Phénomène de la scène indépendante, Fauve est l’auteur de chansons à textes. Sera-t-il également l’auteur de bons nombres de statuts Facebook d’ados dépressifs dans les prochaines années ?

L’engouement autour de Fauve ne cesse de croître. Ces garçons ont le vent en poupe : à l’affiche de bon nombre de festivals, il leur aura fallu seulement quelques minutes pour remplir 4 Flèches d’Or complètes et quelques jours pour le Bataclan.

Ce n’est pas une promo acharnée à base d’affiches dans les abri-bus qui est à l’origine de leur succès. Juste une poignée de morceaux distribués gratuitement sur internet, quelques petits concerts et le bouche à oreilles a fait le reste.

Lorsqu’on lit leur bio, on ne peux s’empêcher de comparer les 5 membres de Fauve à Breton ou Wu-Lyf pour le côté « collectif ». La comparaison s’arrête là car Fauve se classerait plutôt dans le rayon « chanson française » plutôt que dans « rock ».

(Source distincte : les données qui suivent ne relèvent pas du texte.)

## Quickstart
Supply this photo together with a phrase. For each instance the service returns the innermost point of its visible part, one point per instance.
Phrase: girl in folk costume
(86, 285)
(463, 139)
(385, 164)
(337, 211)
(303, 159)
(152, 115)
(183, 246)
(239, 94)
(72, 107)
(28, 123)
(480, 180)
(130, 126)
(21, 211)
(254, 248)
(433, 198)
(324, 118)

Leur musique calme et dépouillé utilise un schéma classique : une ligne de basse, des percussions, quelques cordes, du piano. La force et l’intérêt de Fauve résident dans leurs textes poignants, parlés avec rage par une voix familière. Une diction parfaite, un timbre parfois cassé et enroué, et nous voilà noyés dans les « nuits fauve ».

De la scénographie, en passant par les pochettes ou les clips, Fauve se cache derrière le signe de la différence : . Facilement reconnaissable, symbole fort, ce signe colle bien à l’idéologie que le groupe essaye de transmettre. Une image entretenue à l’instar d’une marque.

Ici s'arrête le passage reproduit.